Motorists drive past a closed "Ben & Jerry's" ice-cream shop in the Israeli city of Yavne, about 30 kilometres south of Tel Aviv, on July 23, 2021. [AHMAD GHARABLI/AFP via Getty Images]
Motorists drive past a closed "Ben & Jerry's" ice-cream shop in the Israeli city of Yavne, about 30 kilometres south of Tel Aviv, on July 23, 2021. [AHMAD GHARABLI/AFP via Getty Images]

The giant American ice cream maker Ben & Jerry's announced last week that it is going to stop selling its products in the occupied Palestinian territories of the West Bank and East Jerusalem. Such sales, it believes, are "inconsistent" with its values, the company said on its website. "We also hear and recognise the concerns shared with us by our fans and trusted partners."

Ben & Jerry's is known for taking stands on social issues. It took a historic stance in support of the Black Lives Matter movement in 2016, for example. Although its factory in southern Israel will continue to operate, it will stop sales in Israeli Jewish settlements, which are illegal under international law.

The decision by the Vermont-based company, which was founded by two Jewish Americans, turned the boycott of illegal Israeli settlements built on stolen Palestinian lands into the latest front for Israel's war against the Boycott, Divestment and Sanctions movement. BDS is a Palestinian-led grassroots campaign against Israeli businesses, cultural institutions and universities; it has worldwide support and is entirely peaceful.

According to President Isaac Herzog, the former head of the Israeli Labor Party, though, Ben & Jerry's decision is "a dangerous, Nazi-like act of economic terrorism that dehumanises the Jewish people." Prime Minister Naftali Bennett accused the company of siding with "terrorists", and warned the ice cream maker's parent company, Unilever, of "severe consequences".

Israeli envoy to the US and UN, Gilad Erdan, said that, "Businesses are surrendering to BDS pressure and bringing anti-Israel political considerations into their decisions." For Foreign Minister Yair Lapid, the decision is a "shameful surrender to anti-Semitism, to BDS and to all that is wrong with the anti-Israel and anti-Jewish discourse." Erdan has sent a letter to 35 American states asking them to activate anti-boycott laws against Ben & Jerry's which would, paradoxically, see the company itself being boycotted by state institutions. Boycotts are anti-Semitic and shameful terrorism… unless they benefit Israel. The hypocrisy is rancid.

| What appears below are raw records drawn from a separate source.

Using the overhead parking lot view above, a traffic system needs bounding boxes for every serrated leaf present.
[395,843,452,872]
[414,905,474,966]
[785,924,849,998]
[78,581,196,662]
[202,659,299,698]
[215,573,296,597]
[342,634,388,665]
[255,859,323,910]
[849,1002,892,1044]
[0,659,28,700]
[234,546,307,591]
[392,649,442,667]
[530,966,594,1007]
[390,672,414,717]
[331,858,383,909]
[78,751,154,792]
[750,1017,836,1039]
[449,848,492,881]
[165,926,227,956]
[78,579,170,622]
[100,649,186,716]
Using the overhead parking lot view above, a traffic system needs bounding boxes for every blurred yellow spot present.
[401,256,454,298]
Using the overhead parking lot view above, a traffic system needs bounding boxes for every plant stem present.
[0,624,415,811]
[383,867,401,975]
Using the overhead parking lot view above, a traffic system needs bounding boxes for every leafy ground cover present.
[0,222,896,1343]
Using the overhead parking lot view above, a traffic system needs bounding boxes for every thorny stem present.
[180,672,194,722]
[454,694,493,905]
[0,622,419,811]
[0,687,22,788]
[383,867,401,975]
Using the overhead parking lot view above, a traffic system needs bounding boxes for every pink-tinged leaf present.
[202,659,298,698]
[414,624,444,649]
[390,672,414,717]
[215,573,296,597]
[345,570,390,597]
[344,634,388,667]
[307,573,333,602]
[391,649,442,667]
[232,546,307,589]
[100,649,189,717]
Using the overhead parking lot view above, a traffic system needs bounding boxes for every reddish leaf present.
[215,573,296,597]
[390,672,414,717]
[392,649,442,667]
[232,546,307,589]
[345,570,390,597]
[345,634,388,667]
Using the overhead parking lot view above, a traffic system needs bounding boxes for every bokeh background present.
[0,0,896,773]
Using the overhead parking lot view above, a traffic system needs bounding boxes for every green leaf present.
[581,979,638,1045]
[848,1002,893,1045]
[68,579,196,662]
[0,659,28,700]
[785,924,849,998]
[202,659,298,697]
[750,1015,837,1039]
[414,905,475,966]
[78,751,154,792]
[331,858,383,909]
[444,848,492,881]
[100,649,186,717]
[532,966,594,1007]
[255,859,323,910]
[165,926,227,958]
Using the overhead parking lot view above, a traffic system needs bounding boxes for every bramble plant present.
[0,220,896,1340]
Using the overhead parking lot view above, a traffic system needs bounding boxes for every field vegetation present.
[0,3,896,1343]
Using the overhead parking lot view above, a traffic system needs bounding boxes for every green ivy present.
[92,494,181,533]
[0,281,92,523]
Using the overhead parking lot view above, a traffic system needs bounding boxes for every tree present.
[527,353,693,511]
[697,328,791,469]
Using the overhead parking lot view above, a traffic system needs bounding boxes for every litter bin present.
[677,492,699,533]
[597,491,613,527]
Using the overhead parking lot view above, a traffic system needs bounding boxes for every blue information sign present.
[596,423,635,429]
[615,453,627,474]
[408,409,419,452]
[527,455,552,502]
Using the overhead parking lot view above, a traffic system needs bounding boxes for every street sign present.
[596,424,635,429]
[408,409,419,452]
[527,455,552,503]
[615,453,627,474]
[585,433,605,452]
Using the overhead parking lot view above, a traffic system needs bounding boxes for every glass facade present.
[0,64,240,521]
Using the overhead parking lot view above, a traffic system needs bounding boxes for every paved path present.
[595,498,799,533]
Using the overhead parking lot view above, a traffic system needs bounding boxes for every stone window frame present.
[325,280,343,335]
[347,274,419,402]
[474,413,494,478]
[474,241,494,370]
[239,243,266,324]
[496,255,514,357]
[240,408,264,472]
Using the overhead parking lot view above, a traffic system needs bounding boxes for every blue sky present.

READ: Israel's icy reception for Ben and Jerry's

The response is typical of Israeli propaganda which weaponises anti-Semitism to curb valid criticism of the policies and practices of the Zionist state. BDS is an entirely non-violent form of protest against such policies which all too often have a deadly and life-changing impact on Palestinians living under Israeli occupation. The BDS message resonates with justice-loving people around the world, especially among the young on campuses in the US and elsewhere.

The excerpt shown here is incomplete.